One of the hard things about being an introvert is trying to make people understand what it really means. In a recent interview at Someday Syndrome, I identified myself as being an introvert, and someone who only knows me online (with the exception of one telephone conversation) expressed surprise, because apparently I “have a wonderfully outgoing personality.”
I couldn’t really take offense when what she said was such a compliment, but the reality is that introverts are typically perceived as shy, snobbish, or anti-social. Although there are introverts who can accurately be described using one or more of these terms (including some who even describe themselves that way), I don’t think any of those words applies to me. In fact, I am quite outgoing in some situations, but no matter what quiz or personality test I take, it’s quite clear that I am in fact an introvert. I explained to my online friend that I’m not the shy kind of introvert, but am more focused on my thoughts than the outer world, and prefer to meet people one-on-one than in large groups.

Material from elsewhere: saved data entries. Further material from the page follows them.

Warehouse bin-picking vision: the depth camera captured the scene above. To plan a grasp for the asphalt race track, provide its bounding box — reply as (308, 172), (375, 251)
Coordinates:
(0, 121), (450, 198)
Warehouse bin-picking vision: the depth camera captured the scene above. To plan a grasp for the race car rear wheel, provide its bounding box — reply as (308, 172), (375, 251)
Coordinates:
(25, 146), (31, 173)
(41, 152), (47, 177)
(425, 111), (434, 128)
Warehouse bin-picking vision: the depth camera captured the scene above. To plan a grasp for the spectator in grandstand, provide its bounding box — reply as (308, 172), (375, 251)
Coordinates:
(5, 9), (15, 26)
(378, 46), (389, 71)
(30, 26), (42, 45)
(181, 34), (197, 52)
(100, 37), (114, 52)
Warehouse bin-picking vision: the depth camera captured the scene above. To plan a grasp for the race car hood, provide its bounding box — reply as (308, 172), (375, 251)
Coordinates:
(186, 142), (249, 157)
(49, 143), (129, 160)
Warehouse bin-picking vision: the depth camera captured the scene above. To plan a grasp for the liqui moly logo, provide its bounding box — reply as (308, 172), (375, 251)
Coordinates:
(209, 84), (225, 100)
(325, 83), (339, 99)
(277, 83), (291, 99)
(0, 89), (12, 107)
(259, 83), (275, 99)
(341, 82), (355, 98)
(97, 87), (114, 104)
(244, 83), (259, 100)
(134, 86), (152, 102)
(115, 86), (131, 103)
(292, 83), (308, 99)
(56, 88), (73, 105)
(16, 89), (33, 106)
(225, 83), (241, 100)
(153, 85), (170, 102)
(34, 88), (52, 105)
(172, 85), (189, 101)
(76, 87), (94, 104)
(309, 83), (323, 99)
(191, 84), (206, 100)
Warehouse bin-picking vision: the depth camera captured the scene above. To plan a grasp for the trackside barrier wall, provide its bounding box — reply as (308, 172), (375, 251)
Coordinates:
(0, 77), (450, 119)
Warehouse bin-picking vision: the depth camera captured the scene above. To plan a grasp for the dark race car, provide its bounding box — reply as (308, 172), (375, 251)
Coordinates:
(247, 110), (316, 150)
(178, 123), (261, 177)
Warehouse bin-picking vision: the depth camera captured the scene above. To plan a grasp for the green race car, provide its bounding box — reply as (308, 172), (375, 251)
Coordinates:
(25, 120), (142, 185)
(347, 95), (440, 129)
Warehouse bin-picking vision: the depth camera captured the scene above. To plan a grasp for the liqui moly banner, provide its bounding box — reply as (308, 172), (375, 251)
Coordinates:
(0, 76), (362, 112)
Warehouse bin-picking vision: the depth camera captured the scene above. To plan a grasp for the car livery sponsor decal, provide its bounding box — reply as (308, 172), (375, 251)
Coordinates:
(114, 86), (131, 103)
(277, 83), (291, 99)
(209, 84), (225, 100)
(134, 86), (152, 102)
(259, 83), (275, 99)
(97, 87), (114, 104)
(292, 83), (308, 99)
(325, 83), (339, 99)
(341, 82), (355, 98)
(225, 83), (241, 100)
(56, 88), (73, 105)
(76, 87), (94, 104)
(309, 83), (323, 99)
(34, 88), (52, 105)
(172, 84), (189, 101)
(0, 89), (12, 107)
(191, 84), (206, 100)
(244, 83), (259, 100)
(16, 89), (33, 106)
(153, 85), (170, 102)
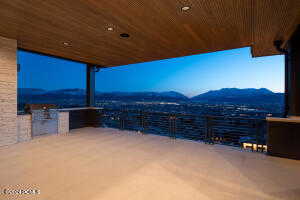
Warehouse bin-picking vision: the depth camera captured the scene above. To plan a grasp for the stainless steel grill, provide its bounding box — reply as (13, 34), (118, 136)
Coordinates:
(27, 104), (58, 137)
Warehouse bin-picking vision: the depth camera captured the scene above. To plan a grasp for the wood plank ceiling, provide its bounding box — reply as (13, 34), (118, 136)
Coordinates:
(0, 0), (300, 67)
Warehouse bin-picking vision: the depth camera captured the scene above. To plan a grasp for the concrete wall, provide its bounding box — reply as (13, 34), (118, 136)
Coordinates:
(0, 37), (18, 146)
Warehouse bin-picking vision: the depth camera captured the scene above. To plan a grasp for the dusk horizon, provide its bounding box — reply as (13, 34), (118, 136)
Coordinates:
(18, 47), (284, 97)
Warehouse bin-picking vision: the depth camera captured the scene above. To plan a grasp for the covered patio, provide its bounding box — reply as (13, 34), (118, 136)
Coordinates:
(0, 128), (300, 200)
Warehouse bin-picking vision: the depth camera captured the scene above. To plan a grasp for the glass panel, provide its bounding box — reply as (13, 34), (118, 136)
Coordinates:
(18, 50), (86, 112)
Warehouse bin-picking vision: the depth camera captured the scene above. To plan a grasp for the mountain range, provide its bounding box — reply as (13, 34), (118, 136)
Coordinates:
(18, 88), (284, 104)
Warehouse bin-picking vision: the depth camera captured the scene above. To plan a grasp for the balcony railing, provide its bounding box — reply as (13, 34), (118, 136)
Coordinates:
(90, 109), (266, 151)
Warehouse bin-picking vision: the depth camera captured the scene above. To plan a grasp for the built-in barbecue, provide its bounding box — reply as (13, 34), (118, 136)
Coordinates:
(25, 104), (58, 137)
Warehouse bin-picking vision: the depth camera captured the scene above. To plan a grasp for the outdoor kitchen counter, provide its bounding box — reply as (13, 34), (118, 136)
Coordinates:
(58, 107), (102, 112)
(267, 116), (300, 123)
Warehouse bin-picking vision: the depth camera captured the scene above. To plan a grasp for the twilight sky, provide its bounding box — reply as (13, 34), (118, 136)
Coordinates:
(18, 48), (284, 96)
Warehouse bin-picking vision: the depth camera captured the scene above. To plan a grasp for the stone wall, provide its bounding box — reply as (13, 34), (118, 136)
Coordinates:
(58, 112), (69, 134)
(18, 115), (32, 142)
(0, 37), (18, 146)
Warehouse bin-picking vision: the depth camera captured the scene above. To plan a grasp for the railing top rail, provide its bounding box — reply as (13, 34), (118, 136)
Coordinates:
(95, 108), (266, 122)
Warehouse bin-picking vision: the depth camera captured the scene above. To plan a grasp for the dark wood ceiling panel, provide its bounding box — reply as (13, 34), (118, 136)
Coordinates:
(0, 0), (300, 67)
(252, 0), (300, 56)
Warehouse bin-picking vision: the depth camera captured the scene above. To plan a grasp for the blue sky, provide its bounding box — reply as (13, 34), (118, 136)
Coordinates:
(18, 48), (284, 96)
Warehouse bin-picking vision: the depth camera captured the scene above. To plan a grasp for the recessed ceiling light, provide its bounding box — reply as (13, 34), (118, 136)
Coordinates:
(181, 6), (191, 11)
(63, 42), (71, 47)
(120, 33), (130, 38)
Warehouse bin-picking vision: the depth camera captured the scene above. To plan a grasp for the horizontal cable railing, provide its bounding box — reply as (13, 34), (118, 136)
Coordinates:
(97, 109), (266, 151)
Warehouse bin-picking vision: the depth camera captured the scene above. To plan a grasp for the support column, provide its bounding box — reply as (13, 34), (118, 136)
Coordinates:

Last week as I was working on a crossword puzzle (a popular activity for introverts, I’m sure), one of the clues was “Introverted?” I immediately got my back up, expecting the answer to reflect an inaccurate, if not derogatory, stereotype. As I began to fill out the intersecting words, I was delighted to see that the answer was in fact DRAWNINWARD. I wonder if it’s safe to assume that Frank A. Longo, who constructed the puzzle, is an introvert?